What is L10 fan life and how do I read it?
L10 (also called B10) is the time at which 10% of fans in a population are expected to have failed — the industry standard reliability metric. A fan rated L10 = 70,000 h at 40°C means after about 8 years of continuous operation, 10% of units will need replacement. Always check the rated ambient temperature, since L10 at 25°C is much longer than L10 at 60°C for the same fan.
What is the operating temperature range of a DC fan?
Standard industrial DC fans operate from -10°C to +70°C with storage range -40°C to +85°C. Continuous operation above the upper limit accelerates lubricant degradation and shortens bearing life; above 80°C most bearings fail rapidly.
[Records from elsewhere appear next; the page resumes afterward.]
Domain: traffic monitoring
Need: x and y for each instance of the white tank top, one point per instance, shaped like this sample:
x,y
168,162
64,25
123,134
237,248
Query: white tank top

For outdoor, automotive, or cold-climate applications requiring a wider operating range, specify at purchase and refer to the model-specific datasheet.
How do I read fan noise specifications — is dBA distance-dependent?
dBA is A-weighted decibels, modeling human-ear sensitivity. Industry standard is measured 1 meter from the intake in a free sound field. Reference: 38 dBA equals library background, 46 dBA equals an office, 56 dBA equals normal conversation. Doubling distance reduces noise by 6 dBA. PWM speed reduction is significant — a fan rated 46 dBA at full speed typically drops to 38-40 dBA at 50% PWM.
How do I select wiring for an industrial DC fan?
Industry standard is UL1007 PVC-insulated stranded copper wire, gauge 22-26 AWG (24 AWG most common). Gauge selection follows full-load current and length: ≤2A short runs use 24 AWG, ≤3A or ≥1m runs use 22 AWG, high-current 12V or very long runs use 20 AWG. Standard cable length is 200-300mm, customizable up to 1000mm or more; runs longer than 500mm should switch to shielded cable with single-end grounding to prevent PWM/FG signal degradation.